1. TCP handshake theorem
2. TCP state
l CLOSED : The initial state, indicating that the TCP connection is "closed" or "not open".
l LISTEN : Indicates that a SOCKET on the server is in a listening state and can accept connections from clients.
l SYN_RCVD : Indicates that the server has received a SYN message from the client requesting a connection. Under normal circumstances, this state is an intermediate state during the three-way handshake session of the server-side SOCKET when establishing a TCP connection. The last ACK packet during the TCP handshake process is not sent. When the TCP connection is in this state, it will enter the ESTABLISHED state when it receives an ACK message from the client.
l SYN_SENT : This state echoes the SYN_RCVD state. When the client SOCKET executes connect() to connect, it first sends a SYN message, then immediately enters the SYN_SENT state, and waits for the server to send the second message in the three-way handshake. Arts.
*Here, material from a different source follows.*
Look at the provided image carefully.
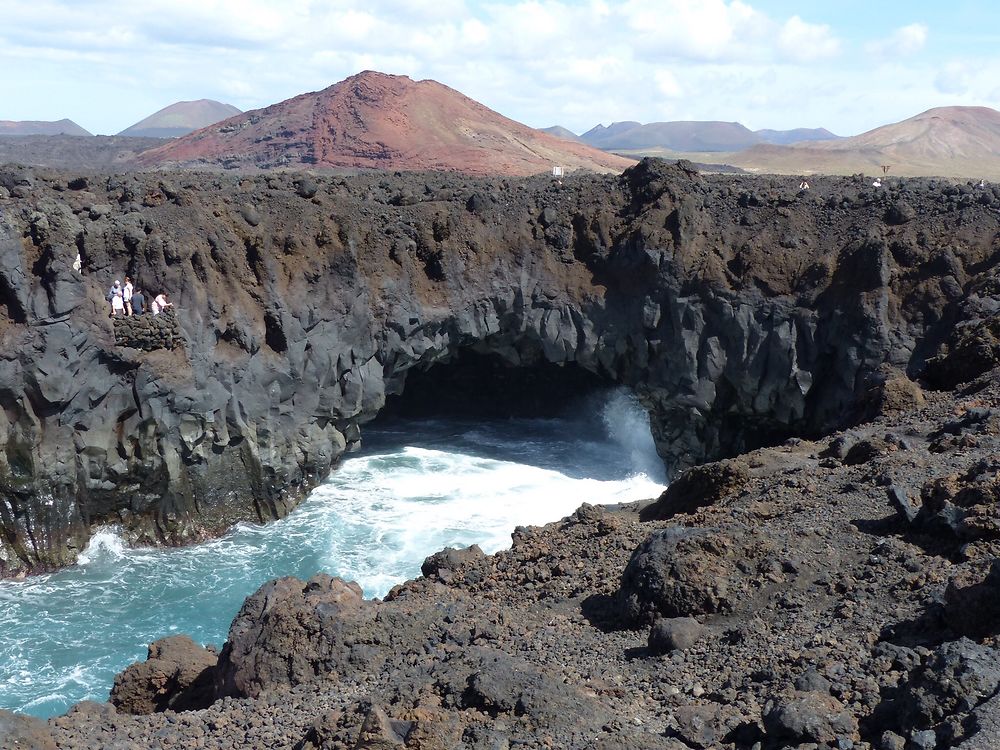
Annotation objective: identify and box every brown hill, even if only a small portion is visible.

The SYN_SENT state indicates that the client has sent a SYN message.
l ESTABLISHED : indicates that the TCP connection has been successfully established.
l FIN_WAIT_1 : This state needs to be explained well. In fact, the real meaning of the two states of FIN_WAIT_1 and FIN_WAIT_2 is to wait for the other party's FIN message. The difference between these two states is: the FIN_WAIT_1 state is actually when the SOCKET is in the ESTABLISHED state, it wants to actively close the connection and sends a FIN message to the other party. At this time, the SOCKET enters the FIN_WAIT_1 state. When the other party responds with the ACK message, it enters the FIN_WAIT_2 state. Of course, in the actual normal situation, no matter what kind of situation the other party is in, it should immediately respond to the ACK message, so the FIN_WAIT_1 status is generally difficult to see, and the FIN_WAIT_2 status can still be seen with netstat sometimes.
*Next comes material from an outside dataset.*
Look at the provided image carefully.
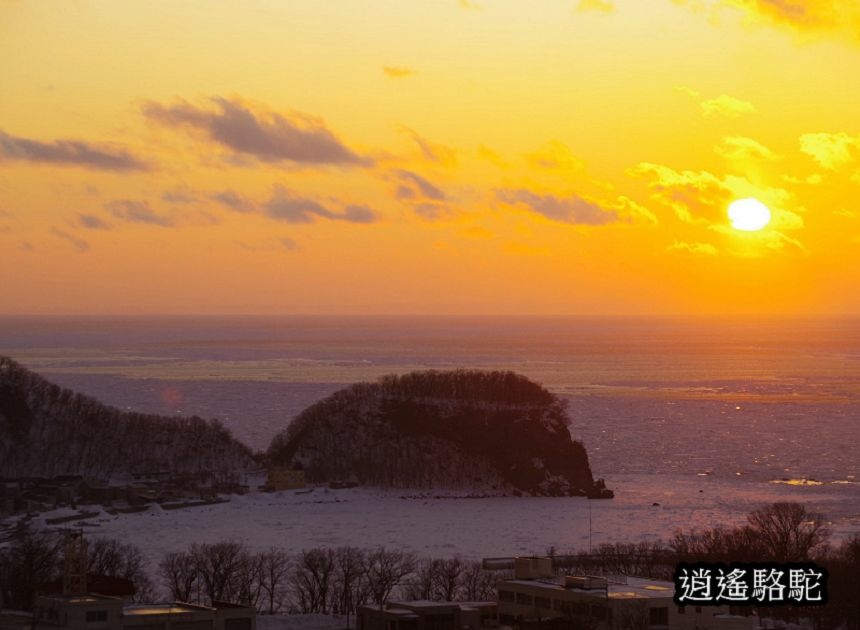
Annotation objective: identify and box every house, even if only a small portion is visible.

l FIN_WAIT_2 : The origin of this state has been explained above. In fact, SOCKET in the FIN_WAIT_2 state represents a semi-connection, that is, one party calls close() to actively request to close the connection. Note: FIN_WAIT_2 has no timeout (unlike the TIME_WAIT state). In this state, if the other party does not shut down (does not cooperate with the completion of the 4 wave waving process), then this FIN_WAIT_2 state will remain until the system restarts, and more and more FIN_WAIT_2 states Will cause kernel crash.
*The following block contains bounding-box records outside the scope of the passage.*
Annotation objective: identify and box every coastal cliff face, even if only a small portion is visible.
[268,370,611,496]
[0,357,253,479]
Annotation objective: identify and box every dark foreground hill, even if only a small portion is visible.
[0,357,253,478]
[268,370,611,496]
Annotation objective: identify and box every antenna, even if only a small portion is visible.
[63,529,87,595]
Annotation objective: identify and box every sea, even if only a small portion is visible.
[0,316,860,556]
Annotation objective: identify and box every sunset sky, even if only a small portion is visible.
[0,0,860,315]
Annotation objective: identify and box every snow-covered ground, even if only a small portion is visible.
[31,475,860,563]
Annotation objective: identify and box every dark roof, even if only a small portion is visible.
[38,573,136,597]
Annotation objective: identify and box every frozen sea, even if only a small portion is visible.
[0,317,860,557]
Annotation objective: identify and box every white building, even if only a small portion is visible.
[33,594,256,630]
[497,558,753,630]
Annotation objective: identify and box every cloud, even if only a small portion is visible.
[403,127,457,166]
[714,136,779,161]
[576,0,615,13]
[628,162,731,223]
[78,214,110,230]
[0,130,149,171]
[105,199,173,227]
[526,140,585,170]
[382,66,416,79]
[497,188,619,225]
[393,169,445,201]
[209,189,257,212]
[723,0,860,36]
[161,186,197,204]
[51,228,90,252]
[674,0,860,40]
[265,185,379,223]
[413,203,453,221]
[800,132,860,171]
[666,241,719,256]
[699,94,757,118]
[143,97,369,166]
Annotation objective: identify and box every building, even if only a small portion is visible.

l TIME_WAIT : Indicates that the other party's FIN message has been received and an ACK message has been sent. A TCP connection in the TIME_WAIT state will wait for 2*MSL (Max Segment Lifetime, which refers to the longest lifetime of a TCP packet on the Internet. Each specific TCP protocol implementation must choose a certain MSL The value, RFC 1122 recommends 2 minutes, but the traditional BSD implementation uses 30 seconds, Linux can cat /proc/sys/net/ipv4/tcp_fin_timeout to see this value of this machine), and then you can return to the CLOSED available state. If in the FIN_WAIT_1 state, when receiving a message with both the FIN flag and the ACK flag from the other party, you can directly enter the TIME_WAIT state without going through the FIN_WAIT_2 state. (This situation should be the situation where the four waves become three waves)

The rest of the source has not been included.